Amy Brakeman was among those fans lining the route. She remembers her father, George McDonald, qualifying for the Boston Marathon in 1979. That was when they were living in Palos Verdes, Calif.
Now, she lives in Wellesley, Mass. Her father, who is 80, lives in Long Beach, Calif., but they were both following the race today.
"I think of my dad each time I come out here to watch the marathon," Brakeman said, who got her dad on the phone for a joint interview.
Asked to remember the most enjoyable moment of that long-ago race (next to finishing, of course), McDonald did not hesitate. "The tunnel of screams," he said, referring to a stretch outside Wellesley college. "There was a huge mob of girls, screaming.

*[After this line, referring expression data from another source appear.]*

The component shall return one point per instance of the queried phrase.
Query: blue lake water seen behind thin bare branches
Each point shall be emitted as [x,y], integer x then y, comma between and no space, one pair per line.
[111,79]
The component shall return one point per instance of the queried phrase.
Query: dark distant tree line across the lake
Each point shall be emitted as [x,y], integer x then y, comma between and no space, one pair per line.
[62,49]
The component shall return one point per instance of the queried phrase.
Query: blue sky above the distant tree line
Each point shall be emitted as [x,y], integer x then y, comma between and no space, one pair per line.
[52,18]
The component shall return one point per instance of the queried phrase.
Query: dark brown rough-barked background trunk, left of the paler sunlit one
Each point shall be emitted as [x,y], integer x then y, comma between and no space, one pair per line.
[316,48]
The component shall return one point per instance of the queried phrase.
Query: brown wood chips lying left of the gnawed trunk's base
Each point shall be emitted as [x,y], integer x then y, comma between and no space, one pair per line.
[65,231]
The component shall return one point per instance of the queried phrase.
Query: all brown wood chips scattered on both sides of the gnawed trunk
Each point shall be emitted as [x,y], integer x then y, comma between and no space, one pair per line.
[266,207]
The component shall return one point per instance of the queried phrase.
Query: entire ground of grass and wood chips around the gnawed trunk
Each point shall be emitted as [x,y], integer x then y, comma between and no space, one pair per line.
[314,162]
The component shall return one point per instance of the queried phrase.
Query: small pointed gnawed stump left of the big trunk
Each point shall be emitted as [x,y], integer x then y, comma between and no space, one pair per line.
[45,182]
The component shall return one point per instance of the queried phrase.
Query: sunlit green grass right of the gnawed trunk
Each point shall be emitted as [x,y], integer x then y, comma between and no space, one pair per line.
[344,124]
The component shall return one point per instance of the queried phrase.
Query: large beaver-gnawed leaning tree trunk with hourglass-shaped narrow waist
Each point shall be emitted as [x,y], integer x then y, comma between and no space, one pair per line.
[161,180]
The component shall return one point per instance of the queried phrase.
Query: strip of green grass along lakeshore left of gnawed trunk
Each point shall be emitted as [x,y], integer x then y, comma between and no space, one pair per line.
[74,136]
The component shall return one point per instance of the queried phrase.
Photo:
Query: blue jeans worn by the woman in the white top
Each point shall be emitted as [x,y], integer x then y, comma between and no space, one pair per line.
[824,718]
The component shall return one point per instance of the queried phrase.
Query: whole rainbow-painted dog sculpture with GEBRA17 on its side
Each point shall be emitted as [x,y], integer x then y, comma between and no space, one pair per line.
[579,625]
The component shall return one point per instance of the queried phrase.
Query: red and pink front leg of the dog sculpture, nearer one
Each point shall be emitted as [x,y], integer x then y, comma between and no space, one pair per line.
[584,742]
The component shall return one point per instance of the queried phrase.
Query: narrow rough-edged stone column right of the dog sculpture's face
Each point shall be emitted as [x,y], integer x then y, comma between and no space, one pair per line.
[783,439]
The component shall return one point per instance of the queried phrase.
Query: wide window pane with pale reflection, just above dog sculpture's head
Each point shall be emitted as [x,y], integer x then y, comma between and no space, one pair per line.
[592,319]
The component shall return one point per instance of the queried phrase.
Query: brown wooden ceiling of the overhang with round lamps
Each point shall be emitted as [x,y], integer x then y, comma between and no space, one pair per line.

It was the highlight."
McDonald went on to finish other marathons, but he never did Boston again.
After crossing the finish line, hundreds of weary runners walked or limped, with a man with a megaphone urged them to keep moving forward to get their medal.
The finishers looked for family and friends in the crowd as fans swung cowbells, the clanging a traditional method of encouragement at a marathon.
Some runners found that family members weren’t able to get to the finish line area because police had to close the area when the crowd became too large.
Matt Collins, 23, stopped to kiss his godmother Sheila Appleton on the cheek -- she stood behind the metal barriers -- but he was urged by race officials to keep moving. "We just wanted to see him finish," Appleton said.